Debian 12 “Bookworm” has been released after 10 months of development. It comes with long-term kernel 6.1 and almost 64,500 updated software packages, with over 11,000 of them being new. One of the significant changes in this release is improved firmware handling. Proprietary firmware has been moved to a separate repository for the APT package manager, making it easier to update non-free firmware. Furthermore, non-free firmware has been integrated into the official installation media, which may damage the open-source-only dogma.
In addition, Debian 12 has dropped an insecure apt-key for managing repository signatures. This tool was deprecated in the Debian’s predecessors, and now, the new Debian has put an end to it with apt-key managing all public keys centrally.
KDE Plasma 5.27 and GNOME 43 are the desktop environments for Bookworm, along with Xfce 4.18, LXDE 11, and MATE 1.26. However, GNOME’s switch to GTK4 has made it difficult for screen readers to work on it. Thus, Debian recommends screen reader users to switch to the MATE desktop.
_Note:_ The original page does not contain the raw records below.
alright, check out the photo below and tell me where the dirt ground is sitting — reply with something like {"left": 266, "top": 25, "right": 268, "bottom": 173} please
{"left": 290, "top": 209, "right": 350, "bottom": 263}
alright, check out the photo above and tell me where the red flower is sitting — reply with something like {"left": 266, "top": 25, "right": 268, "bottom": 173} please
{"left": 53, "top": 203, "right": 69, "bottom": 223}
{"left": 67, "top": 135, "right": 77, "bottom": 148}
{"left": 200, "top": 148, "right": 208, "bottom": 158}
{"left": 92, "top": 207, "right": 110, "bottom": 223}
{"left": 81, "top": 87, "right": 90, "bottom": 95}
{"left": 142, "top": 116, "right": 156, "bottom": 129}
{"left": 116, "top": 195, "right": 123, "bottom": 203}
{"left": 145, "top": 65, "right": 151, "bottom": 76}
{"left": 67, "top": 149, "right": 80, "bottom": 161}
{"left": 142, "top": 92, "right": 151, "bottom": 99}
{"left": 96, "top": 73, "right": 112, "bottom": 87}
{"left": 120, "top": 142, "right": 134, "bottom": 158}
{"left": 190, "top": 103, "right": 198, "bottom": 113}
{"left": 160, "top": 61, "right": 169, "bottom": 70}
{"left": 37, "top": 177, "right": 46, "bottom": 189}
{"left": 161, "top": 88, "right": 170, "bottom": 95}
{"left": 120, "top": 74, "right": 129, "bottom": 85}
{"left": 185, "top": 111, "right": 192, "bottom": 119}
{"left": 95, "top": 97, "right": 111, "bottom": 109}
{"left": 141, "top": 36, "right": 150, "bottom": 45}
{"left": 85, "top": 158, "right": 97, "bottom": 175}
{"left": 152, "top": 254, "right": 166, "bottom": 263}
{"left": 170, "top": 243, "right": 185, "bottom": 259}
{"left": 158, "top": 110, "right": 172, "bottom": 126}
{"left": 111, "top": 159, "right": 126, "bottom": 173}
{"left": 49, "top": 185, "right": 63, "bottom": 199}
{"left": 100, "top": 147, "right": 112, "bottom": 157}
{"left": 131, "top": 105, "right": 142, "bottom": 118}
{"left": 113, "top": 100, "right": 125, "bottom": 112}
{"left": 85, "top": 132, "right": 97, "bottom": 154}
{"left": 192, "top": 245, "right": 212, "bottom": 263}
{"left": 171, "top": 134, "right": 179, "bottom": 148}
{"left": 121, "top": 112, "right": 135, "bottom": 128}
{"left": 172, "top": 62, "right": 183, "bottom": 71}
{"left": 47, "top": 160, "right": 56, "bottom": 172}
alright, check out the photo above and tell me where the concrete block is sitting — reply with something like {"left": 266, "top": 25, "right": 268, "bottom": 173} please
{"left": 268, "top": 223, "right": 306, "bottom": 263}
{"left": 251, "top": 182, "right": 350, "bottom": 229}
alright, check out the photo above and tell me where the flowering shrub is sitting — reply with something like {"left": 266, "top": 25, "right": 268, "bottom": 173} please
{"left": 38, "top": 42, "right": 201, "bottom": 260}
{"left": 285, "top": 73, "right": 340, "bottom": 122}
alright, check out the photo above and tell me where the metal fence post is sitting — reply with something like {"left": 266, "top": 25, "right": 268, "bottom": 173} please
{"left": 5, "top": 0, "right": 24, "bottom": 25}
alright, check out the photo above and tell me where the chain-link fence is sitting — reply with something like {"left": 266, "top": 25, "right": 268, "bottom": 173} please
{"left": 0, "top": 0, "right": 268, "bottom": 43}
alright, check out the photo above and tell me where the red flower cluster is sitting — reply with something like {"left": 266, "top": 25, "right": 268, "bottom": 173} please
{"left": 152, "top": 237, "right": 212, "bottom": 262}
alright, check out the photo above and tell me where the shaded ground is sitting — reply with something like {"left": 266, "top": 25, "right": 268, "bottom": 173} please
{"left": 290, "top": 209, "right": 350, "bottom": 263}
Debian 12 does not use os-prober by default, making it easier for the update to not cause any complications. It also runs on different architectures, including 64-bit and 32-bit PCs, ARM EABI, ARM Hard Float, MIPS-based systems, PowerPC systems, and even an IBM mainframe System z.
Debian 12 is a solid makeover of the Linux distribution, positioning itself conservatively and stably for the next few years. Users can upgrade from its predecessors, Debian 10 “Buster” and Debian 11 “Bullseye,” but those two will continue to receive updates until 2024 and 2026, respectively. Debian 12 Bookworm can be downloaded from debian.org.